Diffusion Kurtosis Imaging and Conventional Diffusion Weighted imaging to assess Electrochemotherapy response in locally advanced pancreatic cancer
Purpose: To evaluate diagnostic performance of functional parameters derived by conventional mono-exponential approach of Diffusion Weighted Imaging (DWI) and by Diffusion Kurtosis Imaging (DKI) in the assessment of pancreatic tumors treated with Electrochemotherapy (ECT).

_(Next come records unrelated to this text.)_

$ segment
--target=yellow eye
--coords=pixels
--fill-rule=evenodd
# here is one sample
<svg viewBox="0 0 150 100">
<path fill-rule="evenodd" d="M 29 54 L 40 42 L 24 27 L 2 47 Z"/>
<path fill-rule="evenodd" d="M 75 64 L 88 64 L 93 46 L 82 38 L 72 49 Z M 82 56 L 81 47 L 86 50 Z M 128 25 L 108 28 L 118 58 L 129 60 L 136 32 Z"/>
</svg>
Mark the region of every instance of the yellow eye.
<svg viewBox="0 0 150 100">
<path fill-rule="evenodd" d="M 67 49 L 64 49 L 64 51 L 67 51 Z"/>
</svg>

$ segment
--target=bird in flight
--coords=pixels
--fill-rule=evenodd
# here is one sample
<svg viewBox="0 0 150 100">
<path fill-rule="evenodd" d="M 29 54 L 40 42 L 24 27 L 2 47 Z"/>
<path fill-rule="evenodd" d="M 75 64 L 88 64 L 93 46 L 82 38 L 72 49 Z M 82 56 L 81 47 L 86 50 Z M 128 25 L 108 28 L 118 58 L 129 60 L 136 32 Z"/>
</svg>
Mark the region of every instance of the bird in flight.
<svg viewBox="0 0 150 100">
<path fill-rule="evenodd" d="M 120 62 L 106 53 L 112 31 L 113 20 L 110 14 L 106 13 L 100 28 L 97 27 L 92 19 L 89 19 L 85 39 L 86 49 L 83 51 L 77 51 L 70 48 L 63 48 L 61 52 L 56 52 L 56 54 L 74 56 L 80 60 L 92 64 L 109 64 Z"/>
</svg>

Methods: Twenty-one consecutive patients with locally advanced pancreatic adenocarcinoma subjected to Electrochemotherapy were enrolled in a clinical approved trial. Among twenty-one enrolled patients, 13/21 (61.9%) patients were subjected to MRI before and after ECT. DWI was performed with a 1.5 T scanner; a free breathing axial single shot echo planar DWI pulse sequence parameters were acquired using seven b value=0, 50, 100, 150, 400, 800, 1000 s/mm2. Apparent Diffusion Coefficient by conventional mono-exponential approach and Mean of Diffusion Coefficient (MD) and mean of Diffusional Kurtosis (MK) by DKI approach were derived from diffusion weighted images. Receiver operating characteristic analysis was performed and sensitivity, specificity, positive and negative predictive value were calculated.
Results: Among investigated diffusion parameters, only the Mean of Diffusion Coefficient (MD) derived by DKI showed a significant variation of values between pre and post treatment (p value = 0.02 at Wilcoxon test) and a significant statistically difference for percentage change between responders and not responders (p value = 0.01 at Kruskal Wallis test). MD had a good diagnostic performance with a sensitivity of 80%, a specificity of 100% and area under ROC of 0.933.
Conclusions: Mean of Diffusion Coefficient derived by DKI allows identifying responders and not responders patients subject to ECT treatment. MD had higher diagnostic performance to assess ECT response.